Question

I have seen advice to 'warm up' EC2 to overcome a first write penalty:-

Warm up data partitions - There is one drawback to using disk IO in EC2: a “first write” performance hit when initially writing to new partitions. To avoid this penalty, you can “warm up” the partition by executing a sort of throw-away command that accesses it. For example, you can use the Linux dd command to write to the disk. While the penalty still occurs and cannot be avoided, at least the first write to your databases will not suffer the effects.

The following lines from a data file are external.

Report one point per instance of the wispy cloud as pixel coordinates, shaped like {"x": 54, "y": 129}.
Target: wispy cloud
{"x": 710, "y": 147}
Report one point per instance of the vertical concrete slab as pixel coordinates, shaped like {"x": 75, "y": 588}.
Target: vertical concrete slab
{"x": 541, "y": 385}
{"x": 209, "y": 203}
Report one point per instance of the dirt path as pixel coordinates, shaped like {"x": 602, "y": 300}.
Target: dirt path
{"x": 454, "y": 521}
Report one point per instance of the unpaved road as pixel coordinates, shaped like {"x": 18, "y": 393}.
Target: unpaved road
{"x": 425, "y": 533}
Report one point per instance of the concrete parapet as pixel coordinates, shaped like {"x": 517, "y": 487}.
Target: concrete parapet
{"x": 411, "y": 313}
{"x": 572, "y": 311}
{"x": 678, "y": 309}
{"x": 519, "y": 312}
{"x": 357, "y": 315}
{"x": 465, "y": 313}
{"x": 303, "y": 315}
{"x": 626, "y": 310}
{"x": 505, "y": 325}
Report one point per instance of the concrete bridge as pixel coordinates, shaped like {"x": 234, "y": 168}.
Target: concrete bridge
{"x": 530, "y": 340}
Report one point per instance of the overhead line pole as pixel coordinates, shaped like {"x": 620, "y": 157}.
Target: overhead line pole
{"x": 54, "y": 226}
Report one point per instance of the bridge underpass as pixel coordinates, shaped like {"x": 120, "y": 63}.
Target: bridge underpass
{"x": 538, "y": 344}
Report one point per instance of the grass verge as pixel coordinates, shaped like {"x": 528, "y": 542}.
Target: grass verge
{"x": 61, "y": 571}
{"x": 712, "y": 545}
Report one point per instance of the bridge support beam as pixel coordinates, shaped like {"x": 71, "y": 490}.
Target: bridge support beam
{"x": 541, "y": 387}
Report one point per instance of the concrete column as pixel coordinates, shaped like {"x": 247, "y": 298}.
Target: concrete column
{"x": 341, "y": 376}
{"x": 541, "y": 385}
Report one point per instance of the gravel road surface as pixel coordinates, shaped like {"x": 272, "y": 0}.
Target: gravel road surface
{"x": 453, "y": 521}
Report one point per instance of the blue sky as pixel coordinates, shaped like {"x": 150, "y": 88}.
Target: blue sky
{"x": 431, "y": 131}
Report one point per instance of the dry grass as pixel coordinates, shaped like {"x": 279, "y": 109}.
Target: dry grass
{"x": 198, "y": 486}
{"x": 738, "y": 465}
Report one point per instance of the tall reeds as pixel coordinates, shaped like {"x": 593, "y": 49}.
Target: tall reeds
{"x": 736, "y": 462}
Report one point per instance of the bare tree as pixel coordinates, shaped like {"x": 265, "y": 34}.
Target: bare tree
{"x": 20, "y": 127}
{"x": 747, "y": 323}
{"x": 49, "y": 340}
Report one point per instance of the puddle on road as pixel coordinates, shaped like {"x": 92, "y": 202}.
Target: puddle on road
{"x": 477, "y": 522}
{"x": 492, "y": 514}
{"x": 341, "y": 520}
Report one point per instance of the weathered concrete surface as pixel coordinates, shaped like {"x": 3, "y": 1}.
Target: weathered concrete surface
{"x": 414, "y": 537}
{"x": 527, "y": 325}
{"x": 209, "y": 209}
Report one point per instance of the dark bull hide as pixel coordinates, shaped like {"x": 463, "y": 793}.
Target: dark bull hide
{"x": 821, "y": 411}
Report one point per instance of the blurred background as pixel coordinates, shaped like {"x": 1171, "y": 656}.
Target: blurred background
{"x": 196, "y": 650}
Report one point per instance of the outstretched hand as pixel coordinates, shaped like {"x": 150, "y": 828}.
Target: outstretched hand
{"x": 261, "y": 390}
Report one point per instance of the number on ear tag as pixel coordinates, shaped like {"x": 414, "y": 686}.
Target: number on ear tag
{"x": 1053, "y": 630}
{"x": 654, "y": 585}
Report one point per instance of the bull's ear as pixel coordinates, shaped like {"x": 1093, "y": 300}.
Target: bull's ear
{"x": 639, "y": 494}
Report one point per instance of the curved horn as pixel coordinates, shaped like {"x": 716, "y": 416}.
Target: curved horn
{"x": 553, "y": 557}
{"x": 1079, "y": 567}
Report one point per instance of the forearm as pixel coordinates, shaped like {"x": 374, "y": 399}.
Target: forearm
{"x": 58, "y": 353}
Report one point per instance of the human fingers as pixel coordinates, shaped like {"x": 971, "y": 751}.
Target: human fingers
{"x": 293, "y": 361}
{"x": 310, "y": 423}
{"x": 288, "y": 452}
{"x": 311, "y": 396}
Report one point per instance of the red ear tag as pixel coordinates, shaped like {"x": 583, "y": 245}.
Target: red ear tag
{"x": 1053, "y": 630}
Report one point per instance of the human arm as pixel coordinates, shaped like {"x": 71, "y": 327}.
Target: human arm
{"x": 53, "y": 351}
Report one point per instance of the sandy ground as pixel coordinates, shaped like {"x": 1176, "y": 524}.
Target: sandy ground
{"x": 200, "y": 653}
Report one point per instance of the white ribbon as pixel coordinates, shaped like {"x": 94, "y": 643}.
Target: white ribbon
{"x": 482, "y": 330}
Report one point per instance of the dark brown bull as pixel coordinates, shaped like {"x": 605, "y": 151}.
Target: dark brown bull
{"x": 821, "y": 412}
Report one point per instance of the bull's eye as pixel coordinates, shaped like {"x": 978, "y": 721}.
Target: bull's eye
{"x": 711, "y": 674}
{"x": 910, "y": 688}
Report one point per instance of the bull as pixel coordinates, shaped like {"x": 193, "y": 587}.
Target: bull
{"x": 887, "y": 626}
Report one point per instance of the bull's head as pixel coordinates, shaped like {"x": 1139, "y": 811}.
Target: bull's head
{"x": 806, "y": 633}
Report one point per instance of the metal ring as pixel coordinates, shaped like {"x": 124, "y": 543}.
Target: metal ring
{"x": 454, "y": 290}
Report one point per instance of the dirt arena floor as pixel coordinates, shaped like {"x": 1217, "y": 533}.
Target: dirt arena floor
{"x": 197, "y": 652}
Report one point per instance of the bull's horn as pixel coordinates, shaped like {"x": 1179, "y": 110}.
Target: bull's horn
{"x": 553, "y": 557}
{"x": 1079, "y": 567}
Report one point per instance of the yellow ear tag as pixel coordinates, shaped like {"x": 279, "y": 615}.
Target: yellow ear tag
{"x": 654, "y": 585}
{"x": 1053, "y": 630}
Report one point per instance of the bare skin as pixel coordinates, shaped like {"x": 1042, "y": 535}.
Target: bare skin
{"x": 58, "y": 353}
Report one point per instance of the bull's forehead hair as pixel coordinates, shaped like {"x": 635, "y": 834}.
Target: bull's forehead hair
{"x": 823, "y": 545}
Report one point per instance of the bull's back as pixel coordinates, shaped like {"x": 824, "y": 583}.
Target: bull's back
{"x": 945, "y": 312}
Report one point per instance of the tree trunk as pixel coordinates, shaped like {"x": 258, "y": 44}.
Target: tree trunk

Source: http://answers.oreilly.com/topic/1345-getting-the-most-out-of-mysql-in-the-amazon-cloud/

...but I haven't found any further advice on best practice! Is this true of EBS storage? Can anyone recommend the 'dd' syntax that will perform this warmup and how to ensure that all blocks are 'warmed'?

Was it helpful?

Solution

Thanks for the pointer to AWS forum. I did post the question there after posting here, and received a response from Jason@AWS. The thread is here:-

http://developer.amazonwebservices.com/connect/message.jspa?messageID=198413#198413

...and his response was:-

There is a first- read penalty for EBS volumes created from snapshots, as the volume is made available before all of the blocks have been successfully loaded. You can negate this penalty by forcing every block on the volume to be read:

$ dd if=/dev/<device> of=/dev/null

OTHER TIPS

http://docs.aws.amazon.com/AWSEC2/latest/UserGuide/ebs-prewarm.html indicates that snapshot volumes can be prewarmed by reading the entire disk; this speeds up reads. Snapshot and non-snapshot volumes can prewarm writes by writing the entire disk.

When you create a new EBS volume or restore a volume from a snapshot, the back-end storage blocks are allocated to you immediately. However, the first time you access a block of storage, it must be either wiped clean (for new volumes) or instantiated from its snapshot (for restored volumes) before you can access the block. This preliminary action takes time and can cause a 5 to 50 percent loss of IOPS for your volume the first time each block is accessed.